И они побрели, сопровождаемые часовым, по коридору совсем недалеко, в комнату, где уже сидели за столом давно знакомые Зудину люди, с лицами, напудренными теперь серьезностью. Старый работник партии Ткачеев, которого Зудин близко и лично знал мало, но с которым нередко встречался раньше на съездах, — теперь первым бросался в глаза своею спокойной и благообразной фигурой смакующего свое достоинство старообрядческого начетчика, с расчесанной широкой бородой, закрывшей досчатую грудь и живот. Ткачеев спокойно вскинул на вошедших своими круглыми глазами и так же спокойно и смиренномудренно опустил их на стол. С другого края стола сидел старинный приятель Зудина, токарь по металлу, Вася Щеглов. Его лицо, действительно, было птичьим, маленьким, вздернутым, с мягким хохолочком белых волос, а на тонкой длинной шее шариком бегал кадык. Между этими двумя, посредине стола сидел он, сам грозный товарищ Степан. Тонкий сухой нос как будто бы вечно шарил воздух; глубоко запавшие выбоины щек натянули своей худобой костяки скул возле в мешочках защуренных вдумчивых глаз; кривой клинышек редкой бородки и жидкие волосы головы дополняли портрет. И во всех трех, молчаливо сидящих, было для Зудина что-то зловеще извечное, как индусская троица. Только сидящий за листами бумаги напротив них кто-то молодой и тусклый, в каком-то потертом линяющем френче, низводил мистическую святость синклита в скучный шелест секретарской прозы.
Зудин сделал было движение поздороваться за руки, но подумал, что это поймут, как заискивающее сюсюканье, и поэтому смущенно кивнул головой, молча и неловко сел на указанный взглядами стул. А на другой узкой стороне стола против него, сбросив куртку и хлопнув портфелем о стол, уселся воинственный Шустрый.
Степан, не глядя ни на кого, продолжал рисовать на лежащем перед ним листе бумаги какие-то завитушки, а Щеглов все время старался отделаться от надорванной смущенной улыбки, бегая растерянными глазами по сторонам, как бы радуясь, что наконец-то встретил своего старого друга Зудина, и в то же время будто пугаясь гулких шагов нарастающей ответственности в чьей-то судьбе. Наконец, перестав рисовать, Степан перевел глаза на Шустрого, да так почти и не сводил их, пока тот говорил. Щеглов все сконфуженнее и рабочее прыгал мальчишескими глазенками с Шустрого на Зудина, и только Ткачеев, как статуя Будды, смотрел опущенным взглядом сквозь стол.

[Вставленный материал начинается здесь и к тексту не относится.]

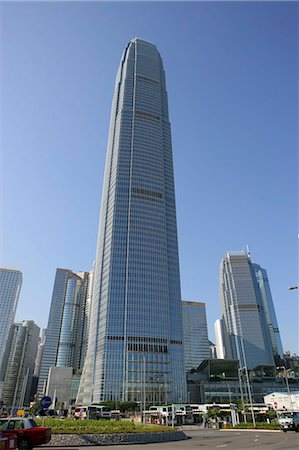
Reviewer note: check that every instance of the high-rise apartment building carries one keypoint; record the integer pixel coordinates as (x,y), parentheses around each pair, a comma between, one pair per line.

— Настоящее дело, товарищи, — начал Шустрый, картинно качаясь на стуле и бросая горох колких взглядов на Зудина, — настоящее дело является необычным в практике нашей партийной жизни и революционной борьбы.
Руками он держался за листы бумаг, которые быстро время от времени перебрасывал, низко склоняясь над ними, чтобы сейчас же вслед за этим буравить смолистым огнем убежденнейших глаз то Степана, то Зудина. И голос его звенел и бился в пустынных углах потолка, как в степи колокольчик.
— Перед вами сидит здесь не рядовой работник, не неопытный юнец, а один из старейших членов партии, революционер с 1903 года, — растягивает Шустрый, — и вот, в ответственный момент революции этот герой дошел до того, что, находясь на важнейшем советском и партийном посту, каковым является должность председателя губчека, он из грязных, своекорыстных целей обманул данное ему доверие рабочего класса, развратил и разложил вверенный ему аппарат бдительного ока пролетарской диктатуры, сам первый подав кошмарный пример хищного взяточничества, разврата, пьянства и окружив себя достойными сподвижниками из агентов наших злейших контрреволюционных врагов. Еще очень многое из деяний гражданина Зудина следствием не раскрыто, но и того, что обнаружено, вполне достаточно, чтобы не оттягивать дальше ваш справедливый революционный приговор…
… Я извиняюсь, что несколько горячусь и немножечко выхожу из роли объективного докладчика, — мямлит Шустрый, потупясь и, очевидно словив что-то во взгляде Степана, — но, товарищи, когда приходится говорить о подобных омерзительных вещах, трудно удержаться от возмущения!